Through his work with ACOFAS, he not only sees a lot of what's right in the industry, but he also has a chance to make things even better.
As animated as he was throughout our conversation, he really lit up when he started to tell me about ACOFAS' technician training efforts. On an intermittent schedule, ACOFAS hosts two-day technician training seminars in partnership with major component and shop equipment providers, and they are looking to increase the frequency in 2009.
The training events regularly bring in 50 to 60 technicians. There's no certification, just two days of intense learning. The sessions focus on well-defined problems, such as torsional vibration, and presenters are expected to stick with that one topic throughout--ACOFAS wants to make sure technicians get exactly what they came for.

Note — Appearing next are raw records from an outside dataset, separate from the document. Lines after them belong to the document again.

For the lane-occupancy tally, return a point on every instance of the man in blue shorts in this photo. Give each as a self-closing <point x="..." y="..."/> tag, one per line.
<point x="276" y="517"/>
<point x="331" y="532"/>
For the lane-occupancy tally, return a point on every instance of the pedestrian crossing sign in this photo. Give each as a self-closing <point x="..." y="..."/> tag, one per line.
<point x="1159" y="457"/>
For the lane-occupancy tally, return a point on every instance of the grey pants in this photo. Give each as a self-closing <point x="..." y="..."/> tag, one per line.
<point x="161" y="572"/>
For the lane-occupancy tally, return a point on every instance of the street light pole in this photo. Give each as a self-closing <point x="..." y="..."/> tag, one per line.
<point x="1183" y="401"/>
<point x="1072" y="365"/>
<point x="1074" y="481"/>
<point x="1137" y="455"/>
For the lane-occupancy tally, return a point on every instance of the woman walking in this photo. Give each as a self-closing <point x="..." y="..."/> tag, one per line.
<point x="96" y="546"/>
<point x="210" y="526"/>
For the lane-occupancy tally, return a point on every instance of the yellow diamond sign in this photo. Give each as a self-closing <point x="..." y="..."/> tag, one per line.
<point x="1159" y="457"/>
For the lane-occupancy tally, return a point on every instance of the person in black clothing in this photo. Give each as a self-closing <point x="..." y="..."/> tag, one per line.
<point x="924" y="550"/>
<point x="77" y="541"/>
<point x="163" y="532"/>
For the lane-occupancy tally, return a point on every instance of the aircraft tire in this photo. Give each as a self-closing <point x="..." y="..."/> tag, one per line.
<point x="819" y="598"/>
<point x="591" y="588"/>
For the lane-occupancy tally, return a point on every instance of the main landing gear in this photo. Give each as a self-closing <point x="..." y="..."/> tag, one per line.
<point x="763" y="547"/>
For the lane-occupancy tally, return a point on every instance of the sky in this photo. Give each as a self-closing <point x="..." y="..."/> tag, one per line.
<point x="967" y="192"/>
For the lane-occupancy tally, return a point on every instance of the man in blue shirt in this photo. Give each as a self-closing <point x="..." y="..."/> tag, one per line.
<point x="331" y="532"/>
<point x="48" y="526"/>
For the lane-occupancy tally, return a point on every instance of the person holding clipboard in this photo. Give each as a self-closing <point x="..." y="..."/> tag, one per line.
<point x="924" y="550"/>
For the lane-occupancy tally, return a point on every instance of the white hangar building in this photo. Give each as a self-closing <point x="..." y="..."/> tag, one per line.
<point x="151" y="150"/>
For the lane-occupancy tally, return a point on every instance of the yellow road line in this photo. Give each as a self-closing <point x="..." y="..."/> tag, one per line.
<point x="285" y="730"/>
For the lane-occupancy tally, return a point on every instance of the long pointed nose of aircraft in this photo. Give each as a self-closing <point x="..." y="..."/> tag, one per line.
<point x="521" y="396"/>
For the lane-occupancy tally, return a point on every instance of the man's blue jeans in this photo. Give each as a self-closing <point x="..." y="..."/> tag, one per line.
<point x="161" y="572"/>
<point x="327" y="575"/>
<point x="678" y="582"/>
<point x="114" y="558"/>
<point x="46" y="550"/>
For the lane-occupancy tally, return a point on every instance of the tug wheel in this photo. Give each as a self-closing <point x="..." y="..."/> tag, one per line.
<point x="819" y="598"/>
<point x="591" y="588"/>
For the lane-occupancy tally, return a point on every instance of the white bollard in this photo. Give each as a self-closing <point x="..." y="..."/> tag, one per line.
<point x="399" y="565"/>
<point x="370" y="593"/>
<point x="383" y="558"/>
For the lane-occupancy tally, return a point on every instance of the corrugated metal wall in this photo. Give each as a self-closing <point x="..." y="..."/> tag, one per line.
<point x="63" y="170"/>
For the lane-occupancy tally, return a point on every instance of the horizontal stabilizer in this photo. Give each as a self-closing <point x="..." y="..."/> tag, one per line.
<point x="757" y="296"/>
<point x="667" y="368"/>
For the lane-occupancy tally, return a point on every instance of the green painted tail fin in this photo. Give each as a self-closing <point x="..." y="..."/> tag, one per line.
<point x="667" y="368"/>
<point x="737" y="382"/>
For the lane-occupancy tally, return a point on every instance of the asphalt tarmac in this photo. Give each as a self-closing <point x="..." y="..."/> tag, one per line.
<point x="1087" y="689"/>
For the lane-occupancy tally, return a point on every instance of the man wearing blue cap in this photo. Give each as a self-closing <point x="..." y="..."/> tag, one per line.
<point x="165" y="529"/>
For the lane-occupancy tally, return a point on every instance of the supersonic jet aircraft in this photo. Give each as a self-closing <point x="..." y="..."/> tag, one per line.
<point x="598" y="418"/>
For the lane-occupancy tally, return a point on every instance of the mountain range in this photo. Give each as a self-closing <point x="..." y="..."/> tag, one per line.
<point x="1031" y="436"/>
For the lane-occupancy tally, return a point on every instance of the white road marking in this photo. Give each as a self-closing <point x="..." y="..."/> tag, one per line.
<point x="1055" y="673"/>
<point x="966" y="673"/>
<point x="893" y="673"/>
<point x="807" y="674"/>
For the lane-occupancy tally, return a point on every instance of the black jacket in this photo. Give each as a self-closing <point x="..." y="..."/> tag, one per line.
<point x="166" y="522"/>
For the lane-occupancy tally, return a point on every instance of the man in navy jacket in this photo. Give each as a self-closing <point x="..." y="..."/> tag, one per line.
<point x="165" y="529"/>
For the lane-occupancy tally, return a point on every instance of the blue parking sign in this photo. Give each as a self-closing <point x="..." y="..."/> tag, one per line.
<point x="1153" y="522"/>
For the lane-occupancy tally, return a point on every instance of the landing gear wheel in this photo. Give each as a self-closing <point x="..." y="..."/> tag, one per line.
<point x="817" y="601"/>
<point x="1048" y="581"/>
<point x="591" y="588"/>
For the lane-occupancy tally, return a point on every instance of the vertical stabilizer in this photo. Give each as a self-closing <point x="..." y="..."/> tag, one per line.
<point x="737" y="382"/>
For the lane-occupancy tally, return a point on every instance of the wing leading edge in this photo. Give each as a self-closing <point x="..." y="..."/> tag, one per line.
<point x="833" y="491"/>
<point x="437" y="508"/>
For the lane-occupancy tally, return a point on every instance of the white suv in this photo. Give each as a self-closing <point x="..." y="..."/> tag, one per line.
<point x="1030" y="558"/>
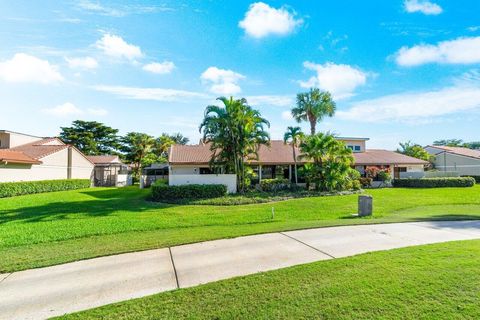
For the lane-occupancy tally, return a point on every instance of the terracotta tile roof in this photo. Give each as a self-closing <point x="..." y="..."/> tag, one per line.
<point x="7" y="155"/>
<point x="105" y="159"/>
<point x="384" y="157"/>
<point x="189" y="154"/>
<point x="41" y="148"/>
<point x="460" y="151"/>
<point x="279" y="153"/>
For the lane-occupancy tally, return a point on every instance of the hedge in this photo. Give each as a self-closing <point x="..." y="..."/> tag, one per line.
<point x="477" y="178"/>
<point x="434" y="182"/>
<point x="272" y="185"/>
<point x="162" y="192"/>
<point x="11" y="189"/>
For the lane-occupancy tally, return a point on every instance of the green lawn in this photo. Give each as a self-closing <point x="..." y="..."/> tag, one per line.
<point x="52" y="228"/>
<point x="438" y="281"/>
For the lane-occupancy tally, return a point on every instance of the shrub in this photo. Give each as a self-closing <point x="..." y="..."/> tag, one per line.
<point x="11" y="189"/>
<point x="191" y="191"/>
<point x="477" y="178"/>
<point x="434" y="182"/>
<point x="272" y="185"/>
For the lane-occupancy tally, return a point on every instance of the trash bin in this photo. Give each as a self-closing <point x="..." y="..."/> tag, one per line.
<point x="365" y="205"/>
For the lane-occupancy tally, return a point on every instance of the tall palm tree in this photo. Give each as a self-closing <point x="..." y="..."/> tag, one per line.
<point x="313" y="106"/>
<point x="234" y="131"/>
<point x="137" y="146"/>
<point x="331" y="159"/>
<point x="293" y="136"/>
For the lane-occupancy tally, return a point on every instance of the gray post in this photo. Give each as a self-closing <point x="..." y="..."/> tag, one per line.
<point x="365" y="205"/>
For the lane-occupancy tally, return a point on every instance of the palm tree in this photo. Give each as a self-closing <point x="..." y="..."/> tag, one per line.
<point x="313" y="106"/>
<point x="137" y="146"/>
<point x="331" y="159"/>
<point x="234" y="132"/>
<point x="293" y="136"/>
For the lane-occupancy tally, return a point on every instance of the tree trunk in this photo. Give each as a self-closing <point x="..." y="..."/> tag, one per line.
<point x="295" y="161"/>
<point x="313" y="124"/>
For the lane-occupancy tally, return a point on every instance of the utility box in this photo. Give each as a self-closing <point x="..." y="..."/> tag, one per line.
<point x="365" y="206"/>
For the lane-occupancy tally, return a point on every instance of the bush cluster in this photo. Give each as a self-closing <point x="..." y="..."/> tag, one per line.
<point x="161" y="192"/>
<point x="477" y="178"/>
<point x="11" y="189"/>
<point x="274" y="185"/>
<point x="435" y="182"/>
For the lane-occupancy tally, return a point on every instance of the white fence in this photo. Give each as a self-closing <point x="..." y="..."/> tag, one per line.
<point x="229" y="180"/>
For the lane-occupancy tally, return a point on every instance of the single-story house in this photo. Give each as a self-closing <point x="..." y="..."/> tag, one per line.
<point x="25" y="157"/>
<point x="189" y="164"/>
<point x="463" y="161"/>
<point x="110" y="171"/>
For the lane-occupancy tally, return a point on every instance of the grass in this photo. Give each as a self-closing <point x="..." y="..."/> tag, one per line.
<point x="428" y="282"/>
<point x="53" y="228"/>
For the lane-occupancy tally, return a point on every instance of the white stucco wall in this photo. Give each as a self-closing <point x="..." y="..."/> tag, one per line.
<point x="53" y="167"/>
<point x="81" y="167"/>
<point x="230" y="180"/>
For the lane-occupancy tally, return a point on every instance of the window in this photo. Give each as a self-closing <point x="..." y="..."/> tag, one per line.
<point x="206" y="171"/>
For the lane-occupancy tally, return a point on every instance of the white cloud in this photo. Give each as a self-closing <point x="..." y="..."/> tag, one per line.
<point x="26" y="68"/>
<point x="63" y="110"/>
<point x="83" y="63"/>
<point x="458" y="51"/>
<point x="340" y="80"/>
<point x="159" y="68"/>
<point x="116" y="47"/>
<point x="156" y="94"/>
<point x="287" y="115"/>
<point x="271" y="100"/>
<point x="261" y="20"/>
<point x="416" y="107"/>
<point x="222" y="81"/>
<point x="423" y="6"/>
<point x="97" y="112"/>
<point x="119" y="10"/>
<point x="68" y="109"/>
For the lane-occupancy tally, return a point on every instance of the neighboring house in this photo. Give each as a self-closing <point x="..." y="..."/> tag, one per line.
<point x="25" y="157"/>
<point x="110" y="171"/>
<point x="190" y="163"/>
<point x="463" y="161"/>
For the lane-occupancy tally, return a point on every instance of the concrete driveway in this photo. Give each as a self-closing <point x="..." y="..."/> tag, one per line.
<point x="52" y="291"/>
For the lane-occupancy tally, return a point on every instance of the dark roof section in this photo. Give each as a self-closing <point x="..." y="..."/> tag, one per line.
<point x="41" y="148"/>
<point x="459" y="151"/>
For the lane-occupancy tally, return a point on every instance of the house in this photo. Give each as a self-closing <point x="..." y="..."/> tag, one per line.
<point x="189" y="164"/>
<point x="463" y="161"/>
<point x="154" y="172"/>
<point x="25" y="157"/>
<point x="110" y="171"/>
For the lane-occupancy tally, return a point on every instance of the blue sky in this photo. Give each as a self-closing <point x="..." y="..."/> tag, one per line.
<point x="399" y="70"/>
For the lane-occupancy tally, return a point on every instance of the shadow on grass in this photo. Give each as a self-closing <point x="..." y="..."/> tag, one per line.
<point x="103" y="203"/>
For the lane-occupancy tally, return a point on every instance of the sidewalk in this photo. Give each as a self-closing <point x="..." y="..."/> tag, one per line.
<point x="52" y="291"/>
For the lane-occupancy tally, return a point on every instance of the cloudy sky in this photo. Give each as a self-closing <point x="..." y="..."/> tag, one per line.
<point x="399" y="70"/>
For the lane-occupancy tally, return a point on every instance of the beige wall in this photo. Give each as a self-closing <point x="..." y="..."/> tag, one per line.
<point x="185" y="169"/>
<point x="54" y="167"/>
<point x="353" y="143"/>
<point x="81" y="167"/>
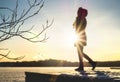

How seriously do they take this? Gordon told me a story of how one vendor offered to provide two days of training to ACOFAS member technicians, and then spent nearly a full day taking the technicians on a factory tour and teaching them the company's history.
Gordon was not amused.
As a shop owner himself, he knows all too well the value of his technicians' time, and he does not let that time be taken up by sales pitches. Training is training, and if a vendor doesn't understand that, they will probably not be asked to an ACOFAS event again.
Last week at the Heavy-Duty Aftermarket Week event in Orlando, I ran into Gordon again. Actually, he came walking over to our booth at the trade show with a big smile on his face, and said he wanted to talk to me about something.
ACOFAS plans to hold three training events in 2009, and Gordon wanted to know how his group could work together with Fleet Maintenance Magazine to publicize these events and report on them for fleet maintenance professionals outside the realm of ACOFAS.